Hugging Face 模型简介
下面是 Hugging Face 上各种模型格式对应的加载方式和推理方法,本文按文件类型分类说明,并给出具体代码示例:
- PyTorch
- Safetensors
- TensorFlow / Keras
- Flax / JAX
- ONNX
- TensorFlow.js
- GGUF(llama.cpp)
- 分词器(Tokenizer)
✅ 1. PyTorch (.bin
,.pt
,.pth
)
使用 Hugging Face Transformers:
from transformers import AutoModel, AutoTokenizer
tokenizer = AutoTokenizer.from_pretrained("model_dir/")
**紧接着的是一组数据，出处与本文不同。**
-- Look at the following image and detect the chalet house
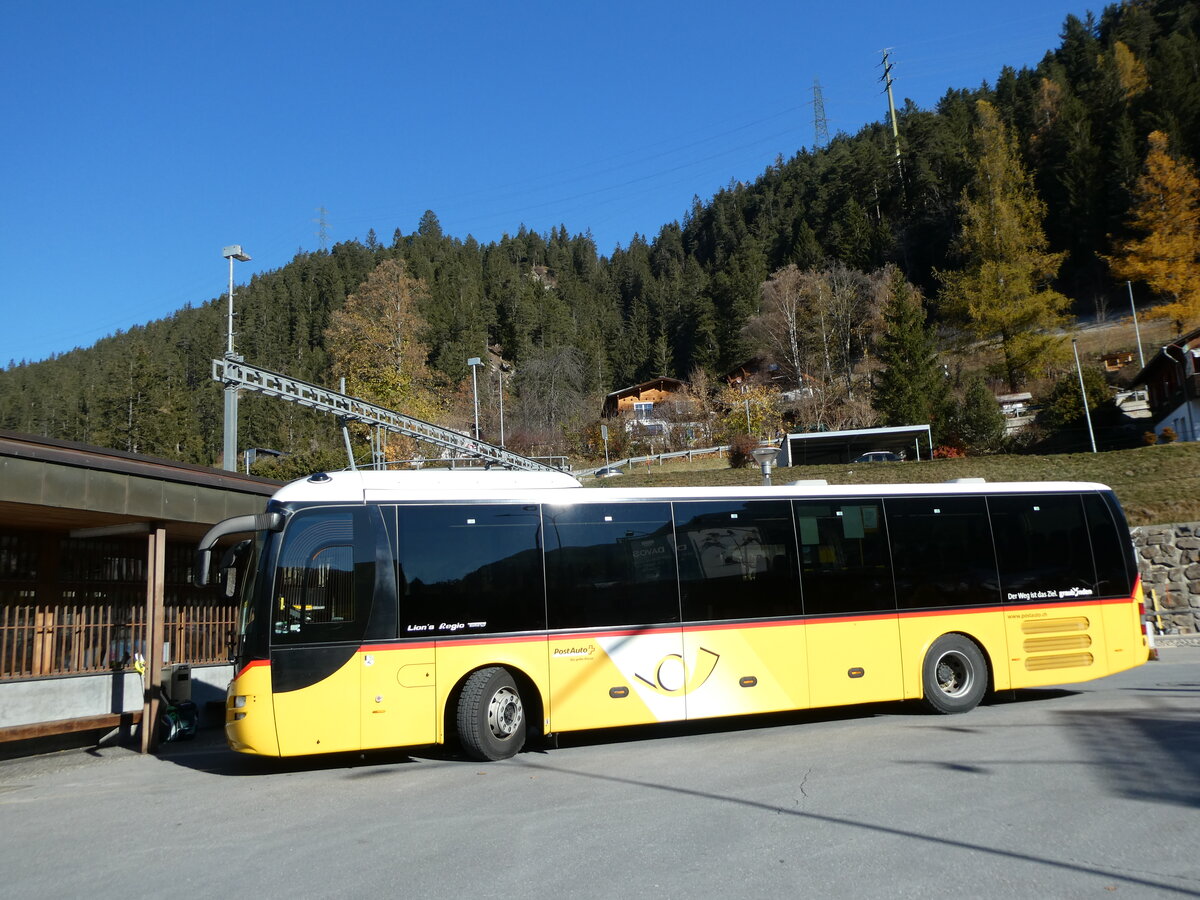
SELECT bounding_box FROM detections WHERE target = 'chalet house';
[725,356,782,392]
[600,376,688,432]
[1133,329,1200,440]
[1100,350,1133,372]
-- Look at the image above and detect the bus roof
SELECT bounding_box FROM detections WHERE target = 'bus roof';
[274,469,1111,504]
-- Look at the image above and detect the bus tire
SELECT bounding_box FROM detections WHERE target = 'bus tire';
[922,635,988,715]
[458,666,526,762]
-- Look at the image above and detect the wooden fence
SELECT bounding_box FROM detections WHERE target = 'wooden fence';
[0,600,236,679]
[0,532,236,680]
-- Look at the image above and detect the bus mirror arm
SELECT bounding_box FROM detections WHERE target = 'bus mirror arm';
[192,512,283,588]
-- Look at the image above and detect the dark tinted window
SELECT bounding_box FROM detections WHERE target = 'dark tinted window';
[271,508,379,643]
[397,504,545,637]
[988,494,1096,602]
[674,500,802,622]
[542,503,679,628]
[794,500,895,614]
[886,497,1000,610]
[1084,493,1133,596]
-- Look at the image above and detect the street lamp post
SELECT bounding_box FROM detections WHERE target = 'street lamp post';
[467,356,484,440]
[221,244,250,472]
[1070,337,1096,454]
[499,362,512,449]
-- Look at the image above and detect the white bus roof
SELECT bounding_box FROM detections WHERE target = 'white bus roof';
[275,469,581,503]
[275,469,1111,504]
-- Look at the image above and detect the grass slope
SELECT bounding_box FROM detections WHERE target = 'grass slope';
[588,443,1200,526]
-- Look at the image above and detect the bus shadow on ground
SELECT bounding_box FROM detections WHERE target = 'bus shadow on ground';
[1057,708,1200,808]
[158,689,1078,778]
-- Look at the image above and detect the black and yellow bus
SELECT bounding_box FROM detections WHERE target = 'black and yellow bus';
[197,470,1147,760]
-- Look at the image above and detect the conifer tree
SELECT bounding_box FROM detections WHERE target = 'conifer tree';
[938,100,1068,390]
[1109,131,1200,332]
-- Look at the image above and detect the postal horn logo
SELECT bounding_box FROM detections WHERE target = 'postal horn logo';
[634,647,720,696]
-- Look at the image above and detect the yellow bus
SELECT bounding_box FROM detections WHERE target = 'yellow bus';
[197,470,1148,760]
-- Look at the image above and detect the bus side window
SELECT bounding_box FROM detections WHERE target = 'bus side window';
[674,500,800,622]
[988,494,1096,602]
[542,503,679,629]
[793,500,896,616]
[272,508,376,643]
[884,497,1000,610]
[1084,493,1136,596]
[397,503,546,637]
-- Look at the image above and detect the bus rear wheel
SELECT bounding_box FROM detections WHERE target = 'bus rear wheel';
[922,635,988,714]
[458,666,526,761]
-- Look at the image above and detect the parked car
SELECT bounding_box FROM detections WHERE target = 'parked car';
[851,450,904,462]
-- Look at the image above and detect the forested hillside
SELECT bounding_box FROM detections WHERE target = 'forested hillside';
[0,0,1200,463]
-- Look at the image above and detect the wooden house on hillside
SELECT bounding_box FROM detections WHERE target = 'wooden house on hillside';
[1133,329,1200,440]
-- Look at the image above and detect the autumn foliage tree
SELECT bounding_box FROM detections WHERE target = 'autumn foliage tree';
[325,259,437,456]
[938,100,1069,390]
[1108,131,1200,334]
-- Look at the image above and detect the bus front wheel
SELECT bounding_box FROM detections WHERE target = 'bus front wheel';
[458,666,526,761]
[922,635,988,714]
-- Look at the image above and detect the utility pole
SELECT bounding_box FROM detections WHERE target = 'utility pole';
[880,53,904,181]
[312,205,329,250]
[1126,281,1146,368]
[812,78,829,150]
[221,244,250,472]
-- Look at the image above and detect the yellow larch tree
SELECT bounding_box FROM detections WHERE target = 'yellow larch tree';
[1106,131,1200,334]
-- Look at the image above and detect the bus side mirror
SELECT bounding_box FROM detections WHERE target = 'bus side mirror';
[192,512,283,588]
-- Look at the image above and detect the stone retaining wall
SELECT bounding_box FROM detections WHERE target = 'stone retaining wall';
[1130,522,1200,635]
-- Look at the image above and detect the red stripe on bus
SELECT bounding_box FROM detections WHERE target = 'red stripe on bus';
[236,659,271,678]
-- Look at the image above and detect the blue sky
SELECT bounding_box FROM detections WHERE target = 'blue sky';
[0,0,1102,366]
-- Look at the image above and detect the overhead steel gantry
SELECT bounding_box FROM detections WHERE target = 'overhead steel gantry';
[212,359,558,472]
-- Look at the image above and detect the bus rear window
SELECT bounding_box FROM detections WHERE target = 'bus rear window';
[988,494,1096,602]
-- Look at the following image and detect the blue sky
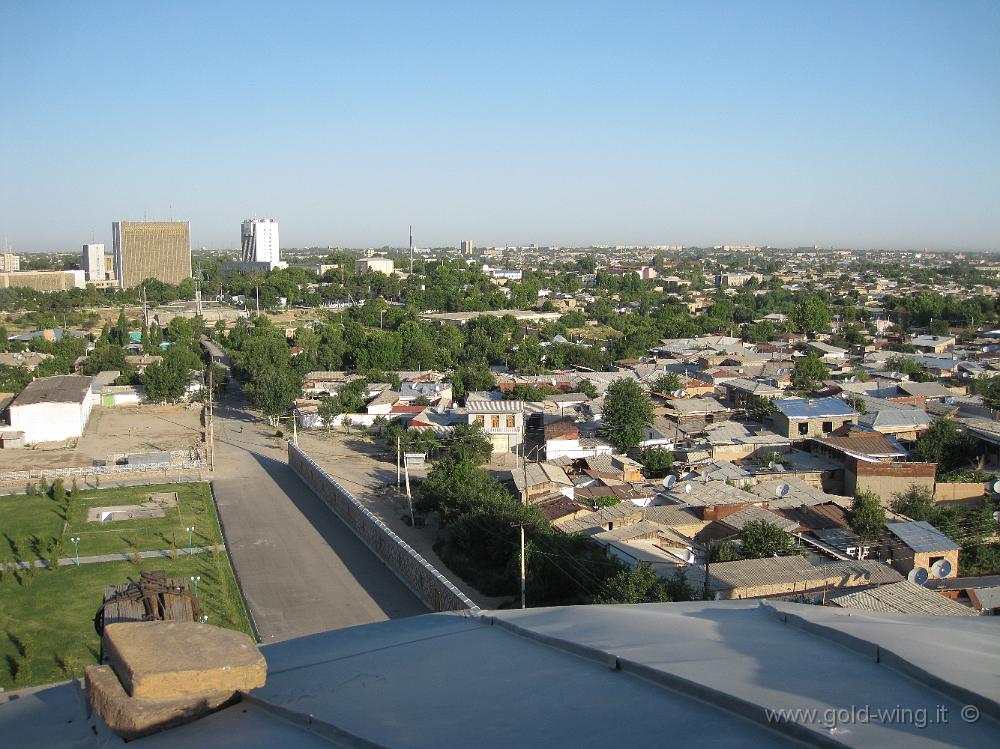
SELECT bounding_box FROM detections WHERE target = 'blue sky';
[0,0,1000,251]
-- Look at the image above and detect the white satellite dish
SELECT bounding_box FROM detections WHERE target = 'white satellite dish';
[931,559,951,579]
[906,567,929,585]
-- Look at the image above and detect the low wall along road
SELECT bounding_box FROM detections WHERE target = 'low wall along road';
[288,442,479,614]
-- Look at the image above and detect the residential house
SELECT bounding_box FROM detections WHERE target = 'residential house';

model = AutoModel.from_pretrained("model_dir/")
inputs = tokenizer("Hello world", return_tensors="pt")
outputs = model(**inputs)
model_dir/
目录中需要包含:pytorch_model.bin
+ config.json
+ tokenizer 文件
✅ 2. Safetensors (.safetensors
)
等价于 PyTorch 权重,但更安全。Transformers 会自动识别,无需特殊处理。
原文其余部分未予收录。